F. Scott Fitzgerald’ın The Great Gatsby (Muhteşem Gatsby) romanı 10 Nisan 1925’te yayımlandı; önceleri ilgi çekmedi ama bugün, Amerikan edebiyatının ikonik yapıtlarından biri olarak 100. yılı kutlanıyor.

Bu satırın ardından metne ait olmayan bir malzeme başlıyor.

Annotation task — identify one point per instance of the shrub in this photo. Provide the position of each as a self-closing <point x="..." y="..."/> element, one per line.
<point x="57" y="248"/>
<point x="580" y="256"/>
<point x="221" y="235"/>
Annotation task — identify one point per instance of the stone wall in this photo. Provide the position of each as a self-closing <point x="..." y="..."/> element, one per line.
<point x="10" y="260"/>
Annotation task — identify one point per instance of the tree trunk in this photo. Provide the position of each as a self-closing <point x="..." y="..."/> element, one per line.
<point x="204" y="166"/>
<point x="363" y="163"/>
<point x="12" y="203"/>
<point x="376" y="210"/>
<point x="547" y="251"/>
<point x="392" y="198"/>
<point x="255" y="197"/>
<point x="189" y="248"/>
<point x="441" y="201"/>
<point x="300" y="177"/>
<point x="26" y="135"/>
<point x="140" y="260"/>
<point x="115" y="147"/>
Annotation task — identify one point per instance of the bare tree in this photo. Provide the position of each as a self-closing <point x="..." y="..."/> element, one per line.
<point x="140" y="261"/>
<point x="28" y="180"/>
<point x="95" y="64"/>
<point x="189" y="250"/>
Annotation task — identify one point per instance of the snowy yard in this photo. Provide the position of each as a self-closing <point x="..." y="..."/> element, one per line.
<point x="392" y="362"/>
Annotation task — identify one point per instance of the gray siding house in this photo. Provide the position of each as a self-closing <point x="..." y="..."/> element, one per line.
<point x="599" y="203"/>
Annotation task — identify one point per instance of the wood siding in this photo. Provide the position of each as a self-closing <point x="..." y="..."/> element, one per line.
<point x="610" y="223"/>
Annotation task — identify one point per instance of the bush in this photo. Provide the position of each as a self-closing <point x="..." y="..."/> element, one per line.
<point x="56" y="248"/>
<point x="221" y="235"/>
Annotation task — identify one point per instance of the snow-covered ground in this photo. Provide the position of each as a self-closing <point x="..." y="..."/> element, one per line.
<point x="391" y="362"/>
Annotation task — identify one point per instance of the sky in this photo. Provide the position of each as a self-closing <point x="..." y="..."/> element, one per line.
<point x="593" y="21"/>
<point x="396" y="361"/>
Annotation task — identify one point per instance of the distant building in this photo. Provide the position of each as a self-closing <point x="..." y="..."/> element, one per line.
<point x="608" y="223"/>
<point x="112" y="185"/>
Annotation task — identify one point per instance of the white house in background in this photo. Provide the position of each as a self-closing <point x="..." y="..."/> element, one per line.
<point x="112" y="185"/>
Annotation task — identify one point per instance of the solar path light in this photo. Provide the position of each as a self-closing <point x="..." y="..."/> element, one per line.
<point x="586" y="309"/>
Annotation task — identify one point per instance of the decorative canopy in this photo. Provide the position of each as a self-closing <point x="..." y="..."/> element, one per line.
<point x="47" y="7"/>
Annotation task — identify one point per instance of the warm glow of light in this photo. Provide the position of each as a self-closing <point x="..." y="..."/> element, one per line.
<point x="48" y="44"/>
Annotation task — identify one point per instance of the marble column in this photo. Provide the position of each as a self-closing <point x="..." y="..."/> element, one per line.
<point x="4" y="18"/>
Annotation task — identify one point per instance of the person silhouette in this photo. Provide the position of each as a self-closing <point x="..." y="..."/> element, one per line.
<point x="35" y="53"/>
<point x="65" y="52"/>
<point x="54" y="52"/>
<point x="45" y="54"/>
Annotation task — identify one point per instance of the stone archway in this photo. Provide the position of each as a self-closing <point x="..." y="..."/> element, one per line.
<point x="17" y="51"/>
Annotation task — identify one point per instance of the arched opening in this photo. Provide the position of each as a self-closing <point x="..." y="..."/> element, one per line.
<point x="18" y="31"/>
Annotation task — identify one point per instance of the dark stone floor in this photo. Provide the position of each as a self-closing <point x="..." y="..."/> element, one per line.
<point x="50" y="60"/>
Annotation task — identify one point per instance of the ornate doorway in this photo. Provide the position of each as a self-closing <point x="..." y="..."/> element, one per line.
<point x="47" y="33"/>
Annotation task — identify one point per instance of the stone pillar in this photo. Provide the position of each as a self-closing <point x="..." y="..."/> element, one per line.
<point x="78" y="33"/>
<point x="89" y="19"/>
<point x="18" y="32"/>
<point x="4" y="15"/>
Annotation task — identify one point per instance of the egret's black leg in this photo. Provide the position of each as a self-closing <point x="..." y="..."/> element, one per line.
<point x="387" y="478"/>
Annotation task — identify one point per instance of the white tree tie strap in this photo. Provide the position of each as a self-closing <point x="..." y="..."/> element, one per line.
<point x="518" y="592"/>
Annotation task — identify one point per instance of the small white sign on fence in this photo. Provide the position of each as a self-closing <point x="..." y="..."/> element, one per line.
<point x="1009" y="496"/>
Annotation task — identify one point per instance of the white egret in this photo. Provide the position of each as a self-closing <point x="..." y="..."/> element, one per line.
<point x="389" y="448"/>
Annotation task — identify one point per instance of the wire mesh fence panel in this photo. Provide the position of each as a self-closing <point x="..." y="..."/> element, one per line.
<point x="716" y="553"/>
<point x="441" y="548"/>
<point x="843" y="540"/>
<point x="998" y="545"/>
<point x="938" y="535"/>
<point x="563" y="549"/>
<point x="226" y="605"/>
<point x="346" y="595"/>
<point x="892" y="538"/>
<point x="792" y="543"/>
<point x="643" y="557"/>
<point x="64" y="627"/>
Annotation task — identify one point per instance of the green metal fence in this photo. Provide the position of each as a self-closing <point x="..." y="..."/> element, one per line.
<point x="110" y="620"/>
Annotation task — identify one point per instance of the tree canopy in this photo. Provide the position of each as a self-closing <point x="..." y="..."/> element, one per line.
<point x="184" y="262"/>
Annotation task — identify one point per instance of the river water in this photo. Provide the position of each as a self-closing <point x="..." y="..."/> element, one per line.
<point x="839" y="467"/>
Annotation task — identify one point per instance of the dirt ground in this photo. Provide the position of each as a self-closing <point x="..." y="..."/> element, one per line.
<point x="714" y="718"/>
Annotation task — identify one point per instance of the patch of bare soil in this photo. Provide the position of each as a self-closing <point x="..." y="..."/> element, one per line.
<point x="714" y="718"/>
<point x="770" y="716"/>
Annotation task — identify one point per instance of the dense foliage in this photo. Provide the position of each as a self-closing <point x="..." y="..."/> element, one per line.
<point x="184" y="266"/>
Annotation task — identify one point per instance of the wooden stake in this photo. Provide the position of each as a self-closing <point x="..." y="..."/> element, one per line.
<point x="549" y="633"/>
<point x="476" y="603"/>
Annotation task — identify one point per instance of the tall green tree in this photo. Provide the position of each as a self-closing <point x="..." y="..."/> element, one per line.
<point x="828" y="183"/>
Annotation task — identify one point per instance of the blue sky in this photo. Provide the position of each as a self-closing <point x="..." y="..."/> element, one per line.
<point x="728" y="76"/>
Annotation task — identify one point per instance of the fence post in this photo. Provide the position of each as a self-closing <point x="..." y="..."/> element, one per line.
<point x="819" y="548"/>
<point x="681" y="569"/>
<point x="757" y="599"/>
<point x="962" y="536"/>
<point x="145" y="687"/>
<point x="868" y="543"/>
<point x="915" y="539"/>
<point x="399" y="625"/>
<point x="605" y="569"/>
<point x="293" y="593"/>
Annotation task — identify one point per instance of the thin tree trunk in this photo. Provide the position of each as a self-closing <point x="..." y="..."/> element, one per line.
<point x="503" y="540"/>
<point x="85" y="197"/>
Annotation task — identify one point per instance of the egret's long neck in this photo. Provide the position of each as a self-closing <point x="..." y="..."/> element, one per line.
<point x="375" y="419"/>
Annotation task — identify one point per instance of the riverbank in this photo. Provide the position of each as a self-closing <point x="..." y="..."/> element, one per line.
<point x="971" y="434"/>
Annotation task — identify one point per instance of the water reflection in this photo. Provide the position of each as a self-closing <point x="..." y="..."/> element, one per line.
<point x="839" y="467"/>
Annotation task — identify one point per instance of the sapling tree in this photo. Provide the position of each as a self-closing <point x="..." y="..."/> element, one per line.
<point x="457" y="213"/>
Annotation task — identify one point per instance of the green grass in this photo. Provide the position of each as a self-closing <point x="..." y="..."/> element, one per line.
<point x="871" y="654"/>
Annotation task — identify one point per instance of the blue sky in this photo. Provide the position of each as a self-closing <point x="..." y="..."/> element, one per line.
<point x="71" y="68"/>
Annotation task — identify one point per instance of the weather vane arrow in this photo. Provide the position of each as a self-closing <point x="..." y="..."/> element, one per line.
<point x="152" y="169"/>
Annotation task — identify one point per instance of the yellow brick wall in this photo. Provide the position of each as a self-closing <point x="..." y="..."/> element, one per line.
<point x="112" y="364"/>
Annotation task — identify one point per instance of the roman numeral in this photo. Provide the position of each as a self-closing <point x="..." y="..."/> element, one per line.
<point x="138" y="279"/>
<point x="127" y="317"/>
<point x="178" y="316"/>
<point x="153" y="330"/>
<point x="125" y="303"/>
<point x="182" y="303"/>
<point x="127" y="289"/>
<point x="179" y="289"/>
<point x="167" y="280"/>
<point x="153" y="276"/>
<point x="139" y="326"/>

Üç kez filme uyarlanan Gatsby, sadece dilinin güzelliği ya da karakterlerinin unutulmazlığıyla değil, W.H Auden’in “Anksiyete Çağı” başlıklı uzun şiirinde betimlediği dönemin atmosferini yakalayabildiği için ilgi çekmeye devam ediyor, edebiyat derslerinde okutuluyor.
(:::)
GATSBY’DEN TRUMP’A
Fitzgerald, bu romanı, imparatorlukların, dinin ve liberal kapitalizmin artık halkların güvenini yitirdiği iki savaş arası dönemde,1923’te Mussolini rejimi kurulurken Roma’da tamamladı. I. Dünya Savaşı, istikrarlı ilerleme inancını yıkmıştı. Ancak borsalar “uçuyordu”, eşitsizlik derinleşiyordu. 1920’lerin “caz çağı” bu yıkıma bir aldırmazlıkla, Hollywood müzikalleriyle yanıt veriyor, ayrıcalıklı azınlık, uygarlığın yıkıntıları üzerinde dans ediyordu.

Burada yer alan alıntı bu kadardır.